Academics, of course, both creates and consists of (at least theoretically, ideally) the great marketplace of ideas.  Harvey Miller Bricker belonged to this old school that an archaeologist needed to be (in essence) as good a salesman for his ideas as anyone on my grandfather’s well-disciplined sales team.  In the modern world of “safe spaces” and “trigger words” and political correctness gone mad, well, forcing people to memorize facts is tantamount to forcing them to work, and to accept the world as it is.

But if we haven’t studied the world as it REALLY is, how can we even know for sure that we don’t like it?

I remember my big bulging blue spiral ring notebooks with gold embossed “Tulane University” on the covers, chocked with page after page of notes in my fair-to-awful handwriting and internal manila “pocket” containers stuffed with class handouts, quizzes, and graded tests and papers.

For Anthro 625, “Man in the Pleistocene” (a survey of Old Stone Age/Palaeolithic Archaeology) from the first choppers below the bottom of the earliest floors at Olduvai Gorge to the final end of the ice age and dawn of the Mesolithic, Harvey’s lectures were filled with facts, and I basically couldn’t write down the facts he gave in those speeches fast enough.  I wrote my paper for that course, “Comment Vivaient les Rennes a l’Age de l’homme Préhistorique” hypothesizing that the Later Magdalenian people of Upper Palaeolithic France had domesticated the reindeer, at least to the same degree that the Lapp of Finland have done so in modern times.  (It was at least two years before the release of the Christmas kids’ song, “Grandma Got Run Over by a Reindeer”… but “L’Age du Rennes” or “the Reindeer Age” is an old-fashioned French expression naming the Upper Palaeolithic.  Harvey made me rewrite it about four times.  It was a great experience.  I remember reading and criticizing the work of an English archaeologist named D.A. Sturdy, and Harvey told me (wrote on one version of my paper) I shouldn’t be so hard on him, that Sturdy wasn’t necessarily “that stupid.”  I was only 17 but Harvey spent a great deal of time with me.

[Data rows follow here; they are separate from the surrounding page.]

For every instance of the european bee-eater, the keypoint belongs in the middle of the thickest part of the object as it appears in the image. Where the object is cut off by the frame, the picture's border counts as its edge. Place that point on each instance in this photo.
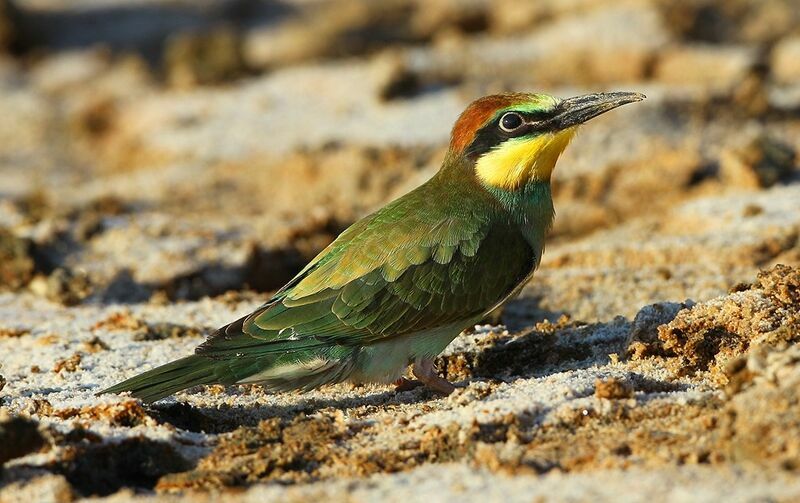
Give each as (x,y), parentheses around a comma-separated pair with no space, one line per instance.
(398,285)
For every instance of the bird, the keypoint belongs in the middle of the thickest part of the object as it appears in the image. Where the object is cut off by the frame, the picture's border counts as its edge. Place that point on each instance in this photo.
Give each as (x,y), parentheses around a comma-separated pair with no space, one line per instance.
(397,286)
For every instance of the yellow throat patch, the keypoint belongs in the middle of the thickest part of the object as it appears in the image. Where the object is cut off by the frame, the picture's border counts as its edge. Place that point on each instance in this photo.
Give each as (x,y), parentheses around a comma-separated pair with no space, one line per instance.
(516,161)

For “Rise of Civilization”, Harvey required us to memorize the local sequence of Mesolithic, Neolithic, and Bronze Age in each sector of Europe, including the infamous “Reinecke” series.  Thanks to Harvey, names like “Starčevo-Körös-Cris”, Vinča, Vinitsa,  Lepenski-Vir, Dolni Vestonice, Dunaújváros, were fixed in my mind and remained ready to resuscitate talking to archaeologists in 1989-90 when my former Greek wife and I toured Central, Eastern, and Southeastern Europe during and after the fall of the Iron Curtain while I had a Volkswagenwerk Fellowship at the University of Bonn….  In essence, Harvey  in New Orleans had taught us about local sequences as well as and as thoroughly  as locally specialized archaeologists learn about their own backyards in (the former) Czechoslovakia, Hungary, (the former) Yugoslavia, Romania and Bulgaria.

I never got to go on a dig with Harvey at the Châtelperronian site of Les Tambourets in the Pyrenees in southern France or ever even to see him in action, except in the classroom, but I heard so much from him, and found him so inspiring, that I feel like I did.  

http://www.worldcat.org/title/chatelperronian-of-les-tambourets-haute-garonne-france/oclc/907679210

http://www.paleoanthro.org/media/dissertations/Scandiuzzi2008-abstract.pdf

I don’t know how it is now, but in those days the Anthropology Professors at Tulane all ate at the University Cafeteria with the students, and so we got to spend lots of time with them out of class.  Harvey at a table with students was always funny in his stern dry way, twitching his mustache  meaningfully in ways that the Führer himself could never have matched.  He and Vicky had their share of the Anthro Department parties, including the annual Ritual of the Passing of the Golden Bough, at their home on Cherokee Street.  I miss those days…. they were so carefree and fine and fun…. and so very interesting.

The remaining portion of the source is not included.